The Administration of Justice Act 1774 – May 20, 1774
Under the Administration of Justice Act, which was signed into law on May 20, 1774, British officials in colonial America were to be exempt from colonial law. If a British official committed a crime during the course of their official duties or in an attempt to punish rioters, that official would not stand trial in America. Instead, the official would be transported to either Great Britain or another British colony, where American law had no standing. Further, witnesses to the crime were also to be transported in order to be present for the trial.

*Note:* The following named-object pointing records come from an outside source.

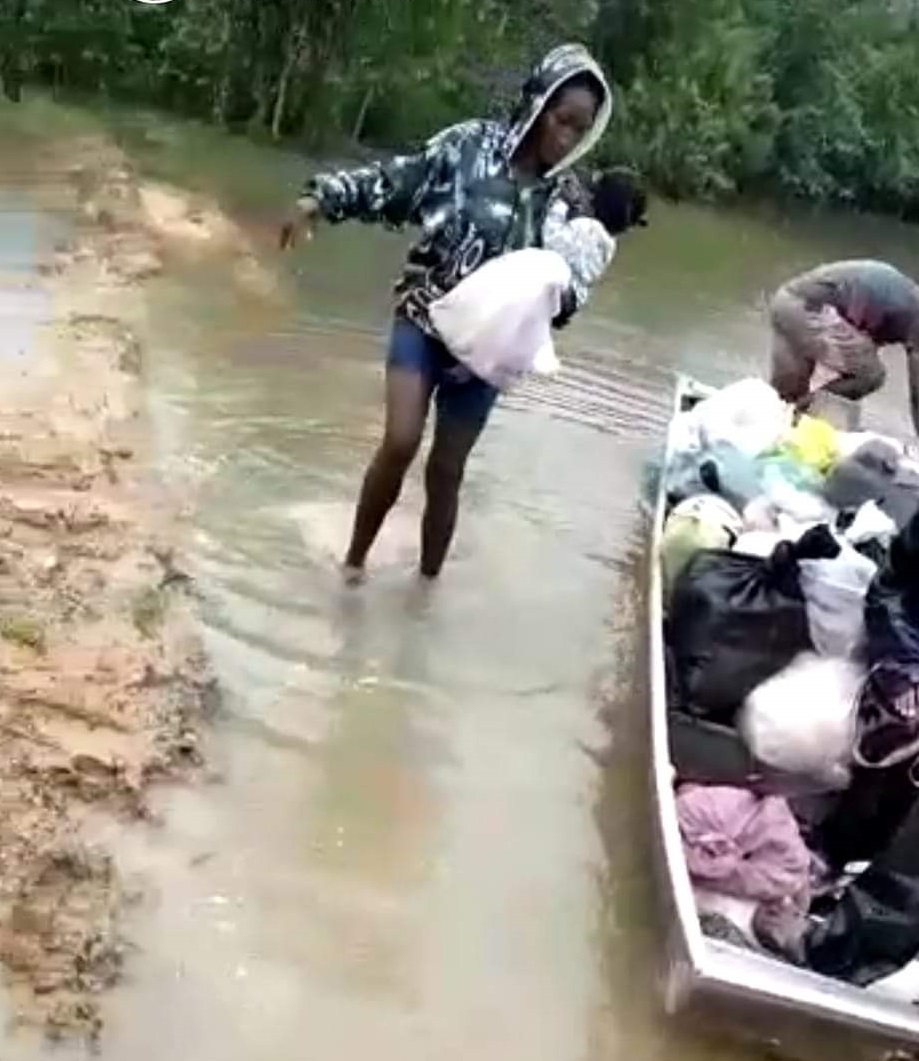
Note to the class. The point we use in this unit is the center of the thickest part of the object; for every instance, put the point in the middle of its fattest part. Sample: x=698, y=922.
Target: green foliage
x=817, y=99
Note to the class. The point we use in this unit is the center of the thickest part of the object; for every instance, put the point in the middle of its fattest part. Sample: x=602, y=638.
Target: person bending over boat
x=829, y=324
x=477, y=190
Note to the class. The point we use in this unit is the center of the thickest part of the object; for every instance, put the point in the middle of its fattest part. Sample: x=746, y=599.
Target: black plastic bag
x=873, y=929
x=720, y=468
x=735, y=621
x=891, y=605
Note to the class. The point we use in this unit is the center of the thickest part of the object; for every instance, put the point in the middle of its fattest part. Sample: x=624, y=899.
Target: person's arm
x=386, y=192
x=913, y=375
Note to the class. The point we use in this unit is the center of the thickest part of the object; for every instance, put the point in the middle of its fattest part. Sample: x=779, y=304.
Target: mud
x=103, y=684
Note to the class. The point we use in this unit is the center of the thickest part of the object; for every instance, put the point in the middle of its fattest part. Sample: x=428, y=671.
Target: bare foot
x=352, y=575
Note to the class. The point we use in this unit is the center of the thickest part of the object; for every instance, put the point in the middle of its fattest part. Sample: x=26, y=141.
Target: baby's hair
x=619, y=199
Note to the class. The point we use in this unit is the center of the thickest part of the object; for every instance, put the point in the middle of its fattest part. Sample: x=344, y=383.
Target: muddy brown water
x=427, y=835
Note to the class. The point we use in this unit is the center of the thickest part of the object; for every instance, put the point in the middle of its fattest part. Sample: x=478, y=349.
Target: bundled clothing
x=498, y=322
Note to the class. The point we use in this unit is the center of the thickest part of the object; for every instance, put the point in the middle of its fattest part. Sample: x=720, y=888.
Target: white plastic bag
x=870, y=522
x=748, y=414
x=705, y=521
x=498, y=322
x=802, y=720
x=834, y=593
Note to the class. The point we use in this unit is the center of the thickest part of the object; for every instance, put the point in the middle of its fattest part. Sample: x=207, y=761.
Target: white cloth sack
x=802, y=720
x=748, y=414
x=834, y=594
x=498, y=322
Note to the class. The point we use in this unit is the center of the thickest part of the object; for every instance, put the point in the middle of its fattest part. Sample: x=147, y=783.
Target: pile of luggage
x=791, y=572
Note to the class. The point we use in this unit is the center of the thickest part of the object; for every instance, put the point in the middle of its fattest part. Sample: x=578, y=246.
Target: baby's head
x=618, y=199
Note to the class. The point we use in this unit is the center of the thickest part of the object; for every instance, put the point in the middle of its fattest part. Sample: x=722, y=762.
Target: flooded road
x=427, y=831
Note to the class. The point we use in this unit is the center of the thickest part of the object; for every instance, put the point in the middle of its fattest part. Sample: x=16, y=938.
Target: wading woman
x=477, y=190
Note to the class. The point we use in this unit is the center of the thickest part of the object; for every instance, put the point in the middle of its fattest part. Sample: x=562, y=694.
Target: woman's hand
x=300, y=224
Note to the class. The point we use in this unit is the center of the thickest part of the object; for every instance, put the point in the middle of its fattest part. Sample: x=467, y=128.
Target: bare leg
x=408, y=398
x=857, y=386
x=453, y=441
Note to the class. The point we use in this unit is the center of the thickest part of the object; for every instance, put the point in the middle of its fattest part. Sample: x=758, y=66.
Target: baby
x=588, y=244
x=498, y=322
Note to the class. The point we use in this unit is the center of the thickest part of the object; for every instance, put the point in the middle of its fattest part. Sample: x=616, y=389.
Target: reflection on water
x=413, y=852
x=427, y=835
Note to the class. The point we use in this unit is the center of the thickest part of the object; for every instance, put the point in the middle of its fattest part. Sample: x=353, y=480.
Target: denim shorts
x=458, y=394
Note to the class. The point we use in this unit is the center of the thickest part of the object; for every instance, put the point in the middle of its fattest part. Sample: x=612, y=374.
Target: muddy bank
x=103, y=685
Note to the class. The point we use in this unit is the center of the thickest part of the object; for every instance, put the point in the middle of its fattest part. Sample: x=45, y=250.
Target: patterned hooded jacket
x=461, y=191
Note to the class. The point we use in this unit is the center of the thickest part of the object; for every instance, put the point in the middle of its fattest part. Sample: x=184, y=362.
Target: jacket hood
x=560, y=65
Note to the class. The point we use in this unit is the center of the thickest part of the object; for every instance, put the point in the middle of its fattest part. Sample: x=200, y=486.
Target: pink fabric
x=743, y=845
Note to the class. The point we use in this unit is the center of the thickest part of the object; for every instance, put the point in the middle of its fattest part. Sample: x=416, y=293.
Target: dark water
x=429, y=837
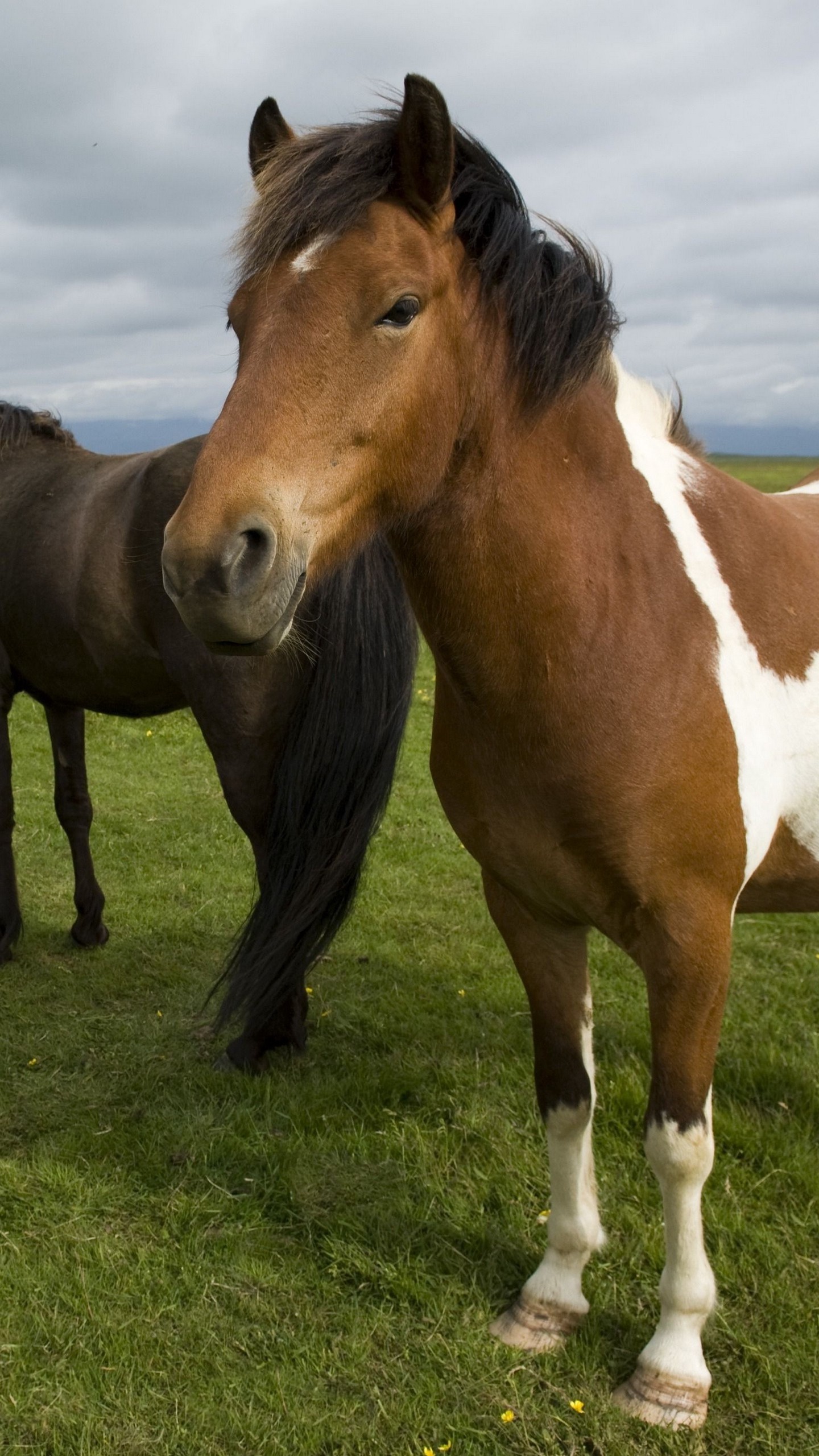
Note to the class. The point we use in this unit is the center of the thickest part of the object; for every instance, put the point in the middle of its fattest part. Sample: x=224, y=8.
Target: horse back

The Administration of Justice Act was an attempt to protect British officials from American law and justice, and allow them to freely exercise undue authority in the colony without fear of reprisal from the colonial legal system. This act virtually guaranteed that British officials could commit criminal acts in their capacity of governing, and never worry about facing real justice. The colonists viewed this act as a thinly veiled attempt to allow the British the freedom to persecute colonists without fear of retribution. As such, this act attempted to undermine the basis of law in America that had been established as early as the 1600’s.
This act, along with the other Coercive Acts, lead to the creation of Committees of Correspondence between colonies, which eventually led to the creation of the Continental Congress, and the Declaration of Independence.